Bianca a du mal à imaginer sa vie professionnelle, avec la réforme. "On a l'impression qu'on sera obligés de se tenir à une seule carrière pour bien cotiser et atteindre une retraite acceptable assez tôt", explique la lycéenne, qui veut travailler dans le marketing ou le commerce. Elle l'affirme pourtant : "Je n'ai pas envie de faire le même métier jusqu'à 64 ans." La lycéenne a peur de perdre une forme de liberté. "Est-ce qu'on aura le choix de changer d'orientation en cours de route ?" Pour elle, rien n'est moins sûr : "Il va falloir être stratégique, et choisir les métiers avantageux.

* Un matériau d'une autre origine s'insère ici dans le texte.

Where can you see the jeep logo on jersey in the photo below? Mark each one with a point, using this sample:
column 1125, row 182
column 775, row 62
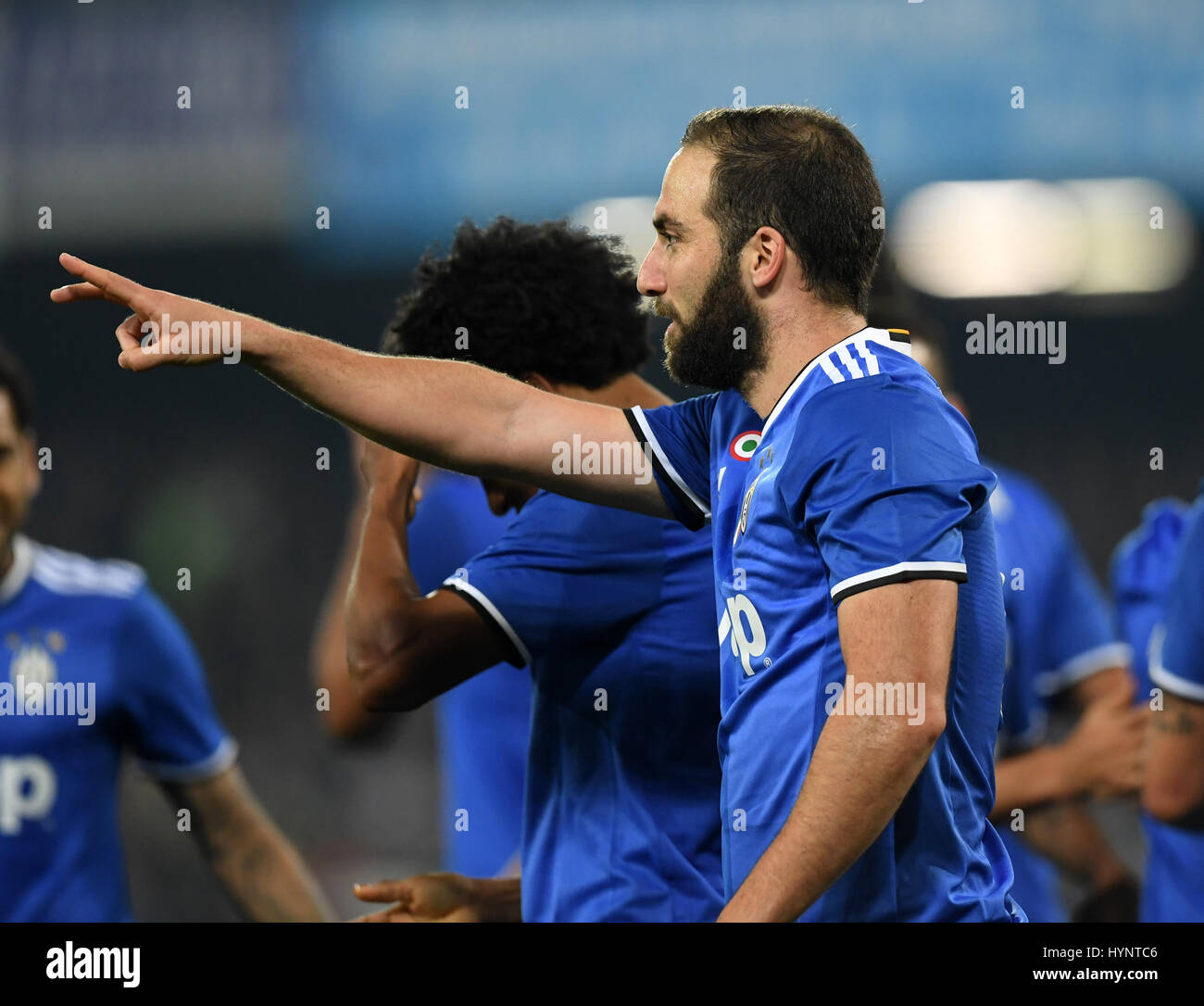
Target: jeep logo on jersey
column 27, row 790
column 747, row 644
column 745, row 445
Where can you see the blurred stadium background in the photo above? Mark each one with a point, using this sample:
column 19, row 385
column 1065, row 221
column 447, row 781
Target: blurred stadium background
column 571, row 107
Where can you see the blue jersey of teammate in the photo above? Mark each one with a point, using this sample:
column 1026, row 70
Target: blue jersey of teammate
column 482, row 724
column 861, row 475
column 81, row 628
column 1159, row 587
column 1059, row 634
column 610, row 611
column 1140, row 573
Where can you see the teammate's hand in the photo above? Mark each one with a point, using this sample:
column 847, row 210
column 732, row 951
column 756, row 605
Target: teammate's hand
column 425, row 898
column 1107, row 750
column 393, row 476
column 141, row 336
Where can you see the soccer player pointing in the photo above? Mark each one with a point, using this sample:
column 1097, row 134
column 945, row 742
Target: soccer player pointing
column 858, row 594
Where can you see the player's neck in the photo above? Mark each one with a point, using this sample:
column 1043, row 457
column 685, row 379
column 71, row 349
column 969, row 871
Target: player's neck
column 791, row 346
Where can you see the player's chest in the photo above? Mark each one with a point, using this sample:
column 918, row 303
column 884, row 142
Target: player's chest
column 58, row 685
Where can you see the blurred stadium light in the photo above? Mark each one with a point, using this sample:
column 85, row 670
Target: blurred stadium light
column 1026, row 237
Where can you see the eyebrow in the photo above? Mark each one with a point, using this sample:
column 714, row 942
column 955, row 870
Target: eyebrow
column 662, row 221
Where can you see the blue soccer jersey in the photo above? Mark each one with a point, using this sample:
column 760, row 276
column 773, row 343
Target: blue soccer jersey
column 115, row 672
column 1140, row 573
column 612, row 612
column 482, row 724
column 1159, row 582
column 861, row 475
column 1059, row 634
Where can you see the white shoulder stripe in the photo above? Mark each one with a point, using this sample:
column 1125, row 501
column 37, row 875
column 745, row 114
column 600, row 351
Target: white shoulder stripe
column 64, row 572
column 460, row 584
column 703, row 509
column 870, row 358
column 830, row 369
column 849, row 361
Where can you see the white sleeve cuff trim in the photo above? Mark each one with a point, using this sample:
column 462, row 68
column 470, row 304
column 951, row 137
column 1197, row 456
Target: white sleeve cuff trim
column 225, row 754
column 1092, row 661
column 665, row 461
column 460, row 584
column 1176, row 685
column 886, row 572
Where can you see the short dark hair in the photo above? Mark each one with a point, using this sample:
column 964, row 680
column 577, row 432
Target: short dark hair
column 805, row 173
column 15, row 380
column 545, row 297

C'est quelque chose qu'on fait déjà avec Parcoursup."

Louison, 17 ans : "On a le droit d'être mécontents et de l'exprimer"

Louison estime que le gouvernement n'écoute pas suffisamment les jeunes. (RACHEL RODRIGUES / FRANCEINFO)

Au premier plan du cortège, Louison reste de marbre, bras dessus, bras dessous, avec ses camarades, dans la chaîne humaine devant la grille de l'établissement. Comme Gwen, la lycéenne est là depuis 6h30 et a même participé à l'installation des premières poubelles. Elle veut contester la réforme du gouvernement, mais pas uniquement. "Nous sommes aussi présents pour nous opposer à Parcoursup, à la tenue des examens en mars, et à la loi en discussion pour interdire les blocus dans les lycées", précise-t-elle. 

Louison explique être en colère vis-à-vis d'un gouvernement "qui ne [les] écoute pas" et se contente de "passer des lois derrière [leur] dos". "On nous demande souvent ce qu'on ferait, en nous reprochant parfois de n'être que dans la contestation. Mais je ne trouve pas ça normal, déplore-t-elle. Ce n'est pas à nous de faire le boulot du gouvernement. On a le droit d'être mécontents et de l'exprimer."